Amish White Bread

  I got this recpie from a little old lady.  The best advice I can give is Knead! Knead! Knead! No such thing as too much kneading! And sift your flour. It seems to make the bread lighter.
   In a large bowl mix: 2 Cups  really warm (not hot) water
                                 2/3 Cup sugar
                 Sprinkle    1 1/2 TBS yeast on top. Stir litghtly to moisten.
                                Let Proof about 10 minutes.
                        Add:  1 1/2 TSP salt ( I prefer Kosher for baking)
                                 1/4 Cup Oil  (Not Olive Oil…it will taste funky)

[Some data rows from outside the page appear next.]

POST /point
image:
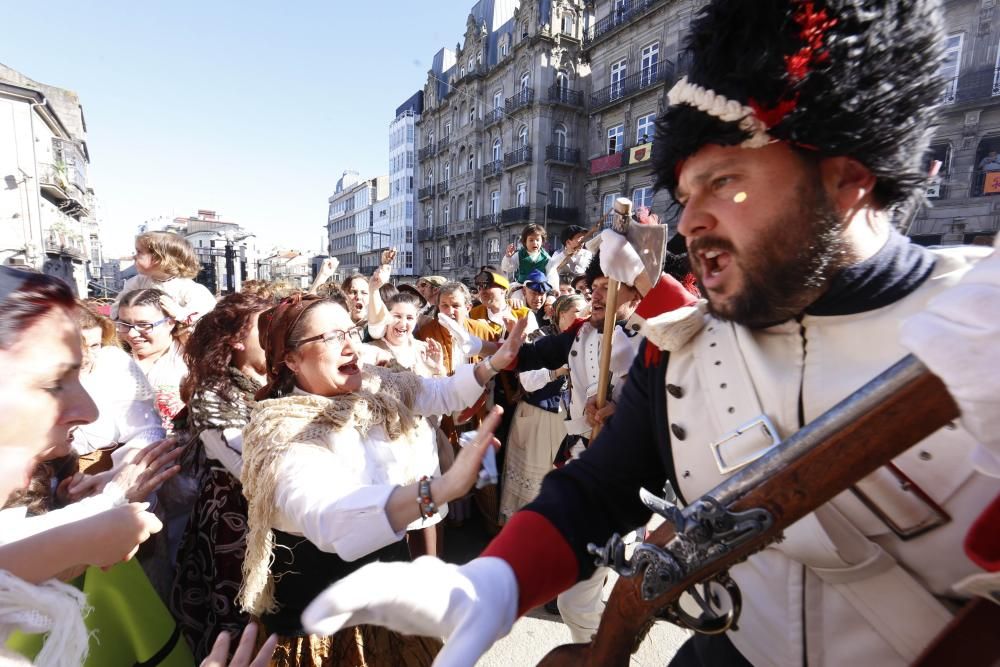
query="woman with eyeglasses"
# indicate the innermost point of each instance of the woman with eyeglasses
(331, 472)
(128, 419)
(226, 368)
(156, 343)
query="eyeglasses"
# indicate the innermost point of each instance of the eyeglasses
(337, 336)
(141, 327)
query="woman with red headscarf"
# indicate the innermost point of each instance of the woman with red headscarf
(330, 470)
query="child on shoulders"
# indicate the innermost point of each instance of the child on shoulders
(167, 262)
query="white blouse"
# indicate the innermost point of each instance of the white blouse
(335, 495)
(125, 401)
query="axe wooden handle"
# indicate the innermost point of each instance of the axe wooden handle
(604, 373)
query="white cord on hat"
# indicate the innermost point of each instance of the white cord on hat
(730, 111)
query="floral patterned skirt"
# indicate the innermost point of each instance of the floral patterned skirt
(210, 564)
(361, 646)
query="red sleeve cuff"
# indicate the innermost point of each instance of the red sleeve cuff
(667, 294)
(540, 556)
(982, 544)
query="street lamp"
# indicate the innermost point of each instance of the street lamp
(231, 239)
(545, 210)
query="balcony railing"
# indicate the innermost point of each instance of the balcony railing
(510, 216)
(514, 158)
(463, 227)
(491, 169)
(493, 116)
(620, 15)
(562, 214)
(606, 163)
(521, 99)
(562, 154)
(972, 86)
(563, 95)
(647, 78)
(488, 221)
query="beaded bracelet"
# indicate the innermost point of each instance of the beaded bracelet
(427, 507)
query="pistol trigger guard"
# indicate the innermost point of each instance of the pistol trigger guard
(711, 621)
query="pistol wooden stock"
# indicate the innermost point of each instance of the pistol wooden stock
(880, 421)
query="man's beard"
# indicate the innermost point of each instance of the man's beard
(789, 268)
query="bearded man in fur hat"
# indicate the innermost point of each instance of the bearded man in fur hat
(792, 147)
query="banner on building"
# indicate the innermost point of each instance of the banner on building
(640, 153)
(991, 184)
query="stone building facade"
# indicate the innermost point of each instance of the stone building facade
(501, 134)
(964, 199)
(633, 49)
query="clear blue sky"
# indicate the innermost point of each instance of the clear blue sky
(250, 108)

                         Sift : 2 Cups flour
                                 2 TSP Baking Powder
                                Add to mix
                          Add about 3 more Cups of flour.
                              Knead on floured surface.
                  Knead! Knead! Knead! About 10-15  minutes. It should be elastic and smooth. And will bounce back when you poke four finger in.
                   Separate into TWO balls. Coat very lightly with oil. ( I just rub some on my hands and then on the ball) Put in bowl and cover with a towel for about 10 minutes.
                     It is RESTING
                    Punch down and form into loaves. Put in greased loaf pans.
                           (you can either ‘form’ or roll with a pin.)
                        Bake 350 degrees 35 minutes.
                    Turn onto baking rack covered with a towel to cool. Butter the top and sides while still hot. This will keep the crust soft like store bought bread.